He smiled faintly. “What shall I tell you? What would you like to know?”
“Tell me more about your mom,” she said promptly. “And your dad.”
“That’s not a very pleasant subject.”
“Parents and divorces never are.”
“So why would you want to know about them?”
“Because they’re important people in our lives. Our parents shape us. For good, and for bad.” Her gaze met his. “Were you closer to one than the other?”
He sighed. He didn’t want to talk about this, he didn’t, but he liked her lying here next to him. She felt good here, and he wanted her to stay. “I don’t remember being close to my father,” he said after a moment. “But I’m sure he doted on me. Saidia parents tend to spoil their children, especially their sons.”
“And your mother?”
“Adored me.” It was uncomfortable talking about his mother. “She was a good mother. But then they divorced.”
“Do you know why they divorced?”
He looked at her. “Do you know why your parents divorced?”
“My dad was having an affair.”
Mikael hated the heaviness in his chest. He reached out and touched a strand of her hair, tugging on it lightly. “My father wanted to take a second wife,” he confessed.
“So they divorced?”
“Eventually.”
“What does that mean?” Jemma asked, turning onto her side.
“It means it took her nearly five years to successfully divorce him. My father didn’t want the divorce, so he contested it.”
“He loved her,” Jemma said.
“I don’t think he loved her. But he didn’t want her to shame him. He was the king. How could his wife leave him?”
Jemma was silent a long moment. “Your mother loved him. She didn’t want to share him?”
“I don’t remember love. I remember fighting. Years of fighting.” And crying. Years of crying. But not the tears of Saidia women. His mother only cried quietly, late at night, when she thought no one was listening.
But he had listened. He had heard her weeping. And he had never done anything about it.
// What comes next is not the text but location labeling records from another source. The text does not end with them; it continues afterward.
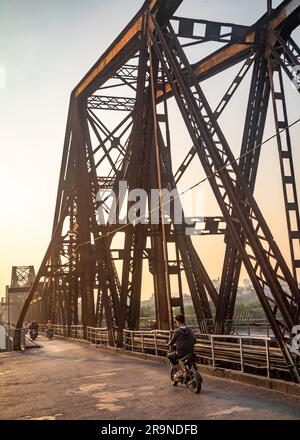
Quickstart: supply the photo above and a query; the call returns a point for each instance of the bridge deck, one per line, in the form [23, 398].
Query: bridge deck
[67, 380]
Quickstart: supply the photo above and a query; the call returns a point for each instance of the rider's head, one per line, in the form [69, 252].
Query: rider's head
[180, 319]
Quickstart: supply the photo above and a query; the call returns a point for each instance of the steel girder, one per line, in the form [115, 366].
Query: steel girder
[265, 266]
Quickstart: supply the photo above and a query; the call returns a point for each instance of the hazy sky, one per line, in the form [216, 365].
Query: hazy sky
[46, 47]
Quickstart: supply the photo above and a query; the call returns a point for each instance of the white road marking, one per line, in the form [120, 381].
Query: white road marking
[230, 411]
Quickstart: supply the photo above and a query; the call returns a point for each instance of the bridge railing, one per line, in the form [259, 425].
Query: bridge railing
[239, 352]
[100, 336]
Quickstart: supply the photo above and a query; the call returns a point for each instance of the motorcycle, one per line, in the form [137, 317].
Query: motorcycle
[49, 333]
[33, 334]
[187, 373]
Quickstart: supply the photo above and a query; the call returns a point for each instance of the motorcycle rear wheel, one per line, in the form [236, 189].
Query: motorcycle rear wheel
[195, 381]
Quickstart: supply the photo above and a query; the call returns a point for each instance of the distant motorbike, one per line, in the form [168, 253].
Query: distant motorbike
[49, 333]
[187, 373]
[33, 334]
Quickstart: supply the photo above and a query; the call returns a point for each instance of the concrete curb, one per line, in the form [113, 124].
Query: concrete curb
[275, 385]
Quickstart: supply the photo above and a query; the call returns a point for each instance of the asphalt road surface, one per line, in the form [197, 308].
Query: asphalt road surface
[67, 380]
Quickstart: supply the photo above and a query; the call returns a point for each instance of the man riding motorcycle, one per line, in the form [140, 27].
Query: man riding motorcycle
[49, 329]
[33, 330]
[184, 340]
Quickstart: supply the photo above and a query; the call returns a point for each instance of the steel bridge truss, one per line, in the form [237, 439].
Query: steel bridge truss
[99, 265]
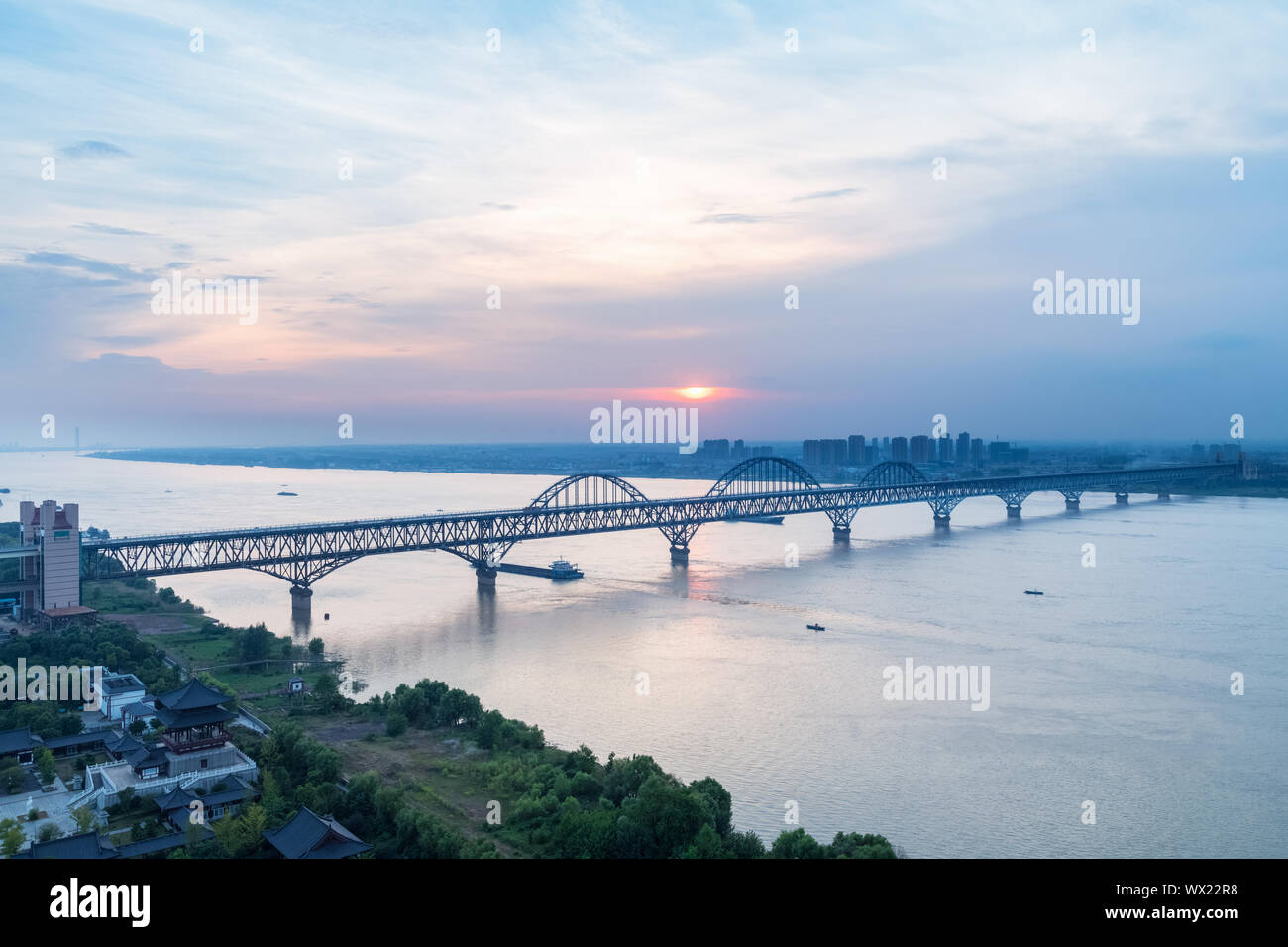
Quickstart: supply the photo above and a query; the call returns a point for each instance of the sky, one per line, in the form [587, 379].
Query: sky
[480, 222]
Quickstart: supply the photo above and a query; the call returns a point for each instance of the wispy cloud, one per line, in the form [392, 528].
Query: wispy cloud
[93, 150]
[88, 264]
[823, 195]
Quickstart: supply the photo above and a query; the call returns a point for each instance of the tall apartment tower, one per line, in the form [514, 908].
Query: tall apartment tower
[55, 530]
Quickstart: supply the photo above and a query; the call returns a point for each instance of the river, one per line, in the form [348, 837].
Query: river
[1112, 688]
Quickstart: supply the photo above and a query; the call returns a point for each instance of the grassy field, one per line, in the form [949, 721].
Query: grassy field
[446, 775]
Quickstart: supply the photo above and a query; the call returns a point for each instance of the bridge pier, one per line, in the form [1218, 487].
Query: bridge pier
[301, 603]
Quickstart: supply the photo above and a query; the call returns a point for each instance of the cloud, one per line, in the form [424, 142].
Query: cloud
[822, 195]
[114, 231]
[127, 341]
[89, 265]
[732, 219]
[93, 150]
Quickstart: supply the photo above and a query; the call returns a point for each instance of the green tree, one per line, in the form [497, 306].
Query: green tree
[46, 764]
[12, 779]
[717, 800]
[797, 844]
[12, 836]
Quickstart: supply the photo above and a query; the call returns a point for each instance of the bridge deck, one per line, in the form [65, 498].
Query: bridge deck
[305, 552]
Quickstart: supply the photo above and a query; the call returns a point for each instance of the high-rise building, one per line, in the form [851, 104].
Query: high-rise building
[835, 451]
[715, 447]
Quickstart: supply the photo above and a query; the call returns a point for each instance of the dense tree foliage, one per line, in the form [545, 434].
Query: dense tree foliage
[108, 644]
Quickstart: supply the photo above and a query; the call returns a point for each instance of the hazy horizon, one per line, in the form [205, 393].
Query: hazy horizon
[480, 223]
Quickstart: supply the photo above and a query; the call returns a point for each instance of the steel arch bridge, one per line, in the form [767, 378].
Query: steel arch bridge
[596, 502]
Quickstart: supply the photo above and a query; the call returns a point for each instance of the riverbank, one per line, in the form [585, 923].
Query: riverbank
[423, 772]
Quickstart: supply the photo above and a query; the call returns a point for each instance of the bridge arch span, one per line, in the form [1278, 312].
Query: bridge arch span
[893, 474]
[763, 475]
[576, 489]
[585, 489]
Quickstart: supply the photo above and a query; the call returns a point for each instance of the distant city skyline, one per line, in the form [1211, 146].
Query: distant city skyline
[451, 239]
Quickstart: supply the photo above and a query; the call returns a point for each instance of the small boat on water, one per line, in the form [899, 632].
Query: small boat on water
[562, 570]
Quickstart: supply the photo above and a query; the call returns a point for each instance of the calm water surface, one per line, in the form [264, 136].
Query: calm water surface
[1115, 686]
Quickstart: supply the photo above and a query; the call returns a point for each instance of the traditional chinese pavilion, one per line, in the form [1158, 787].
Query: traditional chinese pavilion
[192, 718]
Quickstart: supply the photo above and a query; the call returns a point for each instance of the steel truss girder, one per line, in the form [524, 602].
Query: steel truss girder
[318, 548]
[1016, 497]
[944, 505]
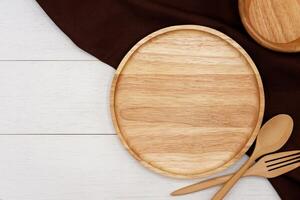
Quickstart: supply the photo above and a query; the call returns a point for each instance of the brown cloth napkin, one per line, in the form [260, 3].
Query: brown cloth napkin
[107, 29]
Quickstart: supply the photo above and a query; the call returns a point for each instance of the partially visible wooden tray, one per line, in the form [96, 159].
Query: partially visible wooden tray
[274, 24]
[187, 101]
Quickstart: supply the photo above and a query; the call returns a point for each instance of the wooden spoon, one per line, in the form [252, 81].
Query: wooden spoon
[272, 136]
[269, 166]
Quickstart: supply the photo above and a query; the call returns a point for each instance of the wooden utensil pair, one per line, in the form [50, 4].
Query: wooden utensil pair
[272, 136]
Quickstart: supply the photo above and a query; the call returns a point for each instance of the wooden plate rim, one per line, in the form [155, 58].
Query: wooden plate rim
[289, 47]
[232, 43]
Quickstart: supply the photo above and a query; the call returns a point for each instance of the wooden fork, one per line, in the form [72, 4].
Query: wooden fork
[269, 166]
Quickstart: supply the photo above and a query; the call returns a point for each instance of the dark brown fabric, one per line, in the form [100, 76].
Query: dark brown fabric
[107, 29]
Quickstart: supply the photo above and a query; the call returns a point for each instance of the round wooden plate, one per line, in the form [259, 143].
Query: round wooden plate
[187, 101]
[274, 24]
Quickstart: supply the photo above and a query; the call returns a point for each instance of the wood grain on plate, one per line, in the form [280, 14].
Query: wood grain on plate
[187, 101]
[274, 24]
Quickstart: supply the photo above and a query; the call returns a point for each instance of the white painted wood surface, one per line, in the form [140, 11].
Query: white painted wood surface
[56, 137]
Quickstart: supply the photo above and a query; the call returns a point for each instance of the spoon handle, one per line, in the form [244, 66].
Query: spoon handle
[229, 184]
[201, 185]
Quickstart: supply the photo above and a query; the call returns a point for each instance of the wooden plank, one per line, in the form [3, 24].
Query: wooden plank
[27, 33]
[55, 97]
[93, 167]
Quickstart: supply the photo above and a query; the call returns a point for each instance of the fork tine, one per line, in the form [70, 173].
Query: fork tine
[280, 157]
[287, 166]
[287, 159]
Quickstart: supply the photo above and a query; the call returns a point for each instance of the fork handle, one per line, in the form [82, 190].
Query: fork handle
[230, 183]
[201, 185]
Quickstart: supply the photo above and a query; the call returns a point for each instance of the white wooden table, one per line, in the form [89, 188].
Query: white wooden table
[57, 141]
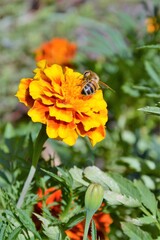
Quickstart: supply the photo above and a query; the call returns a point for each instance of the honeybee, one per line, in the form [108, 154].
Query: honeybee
[91, 83]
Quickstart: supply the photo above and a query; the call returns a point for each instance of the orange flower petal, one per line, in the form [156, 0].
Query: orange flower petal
[23, 92]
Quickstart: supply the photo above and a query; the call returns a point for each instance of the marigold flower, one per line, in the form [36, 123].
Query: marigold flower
[102, 220]
[57, 50]
[54, 98]
[152, 25]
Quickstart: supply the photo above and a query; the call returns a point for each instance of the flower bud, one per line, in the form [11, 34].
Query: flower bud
[94, 197]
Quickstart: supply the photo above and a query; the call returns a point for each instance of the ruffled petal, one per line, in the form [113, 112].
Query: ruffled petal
[61, 114]
[38, 112]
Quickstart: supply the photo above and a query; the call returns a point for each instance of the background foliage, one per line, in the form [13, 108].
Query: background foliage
[113, 41]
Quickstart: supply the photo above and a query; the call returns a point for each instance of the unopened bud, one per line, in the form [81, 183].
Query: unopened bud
[94, 197]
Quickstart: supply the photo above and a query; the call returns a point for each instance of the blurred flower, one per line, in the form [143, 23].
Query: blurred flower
[57, 50]
[152, 25]
[52, 198]
[55, 99]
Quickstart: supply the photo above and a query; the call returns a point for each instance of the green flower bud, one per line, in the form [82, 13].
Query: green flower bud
[94, 197]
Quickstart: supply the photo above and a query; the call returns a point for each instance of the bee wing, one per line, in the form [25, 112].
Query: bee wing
[105, 85]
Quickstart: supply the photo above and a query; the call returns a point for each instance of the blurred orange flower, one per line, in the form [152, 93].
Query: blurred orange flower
[55, 99]
[152, 25]
[57, 50]
[52, 198]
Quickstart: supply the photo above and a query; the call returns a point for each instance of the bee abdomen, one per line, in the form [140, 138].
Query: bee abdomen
[88, 89]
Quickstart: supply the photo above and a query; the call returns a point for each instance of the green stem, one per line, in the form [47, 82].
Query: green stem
[26, 186]
[40, 140]
[89, 216]
[150, 215]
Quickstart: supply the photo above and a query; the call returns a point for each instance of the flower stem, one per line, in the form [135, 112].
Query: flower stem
[26, 186]
[40, 140]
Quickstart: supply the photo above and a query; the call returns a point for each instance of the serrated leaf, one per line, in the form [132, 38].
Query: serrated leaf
[126, 186]
[134, 232]
[153, 110]
[93, 231]
[114, 198]
[27, 222]
[94, 174]
[59, 179]
[2, 231]
[52, 232]
[15, 233]
[147, 197]
[152, 73]
[77, 175]
[156, 46]
[143, 220]
[75, 220]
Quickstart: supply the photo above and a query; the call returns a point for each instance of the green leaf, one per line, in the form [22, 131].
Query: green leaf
[152, 110]
[114, 198]
[77, 175]
[126, 187]
[152, 73]
[52, 232]
[27, 222]
[134, 232]
[93, 231]
[75, 219]
[147, 197]
[143, 220]
[155, 46]
[94, 174]
[2, 230]
[15, 233]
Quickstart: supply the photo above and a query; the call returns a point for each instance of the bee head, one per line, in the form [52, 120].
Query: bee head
[87, 74]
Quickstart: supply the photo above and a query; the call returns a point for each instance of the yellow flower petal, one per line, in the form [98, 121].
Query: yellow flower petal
[61, 114]
[38, 112]
[55, 99]
[97, 135]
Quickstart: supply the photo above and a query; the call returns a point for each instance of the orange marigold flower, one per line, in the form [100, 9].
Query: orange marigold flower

Jemma put her hand on his chest, her palm warm against his skin. “She had to know when she married your father that he might take another wife.”
“She said he promised her that he would never take another wife. She said he had it added to their wedding contract. But it wasn’t there. My father said my mother never added a clause, and that she knew all along there would be other wives. That she was only the first.” He hesitated, trying not to remember too much of those years, and how awful it’d been with the endless fighting, and then his mother crying late at night when the servants were asleep. “By the time the divorce was final, he’d taken three more wives.”
Mikael looked away from the sympathy in Jemma’s eyes, uncomfortable with it. He focused on the ceiling of the pavilion, and the whirring of the fan blades. “I was eleven when the divorce was finalized.”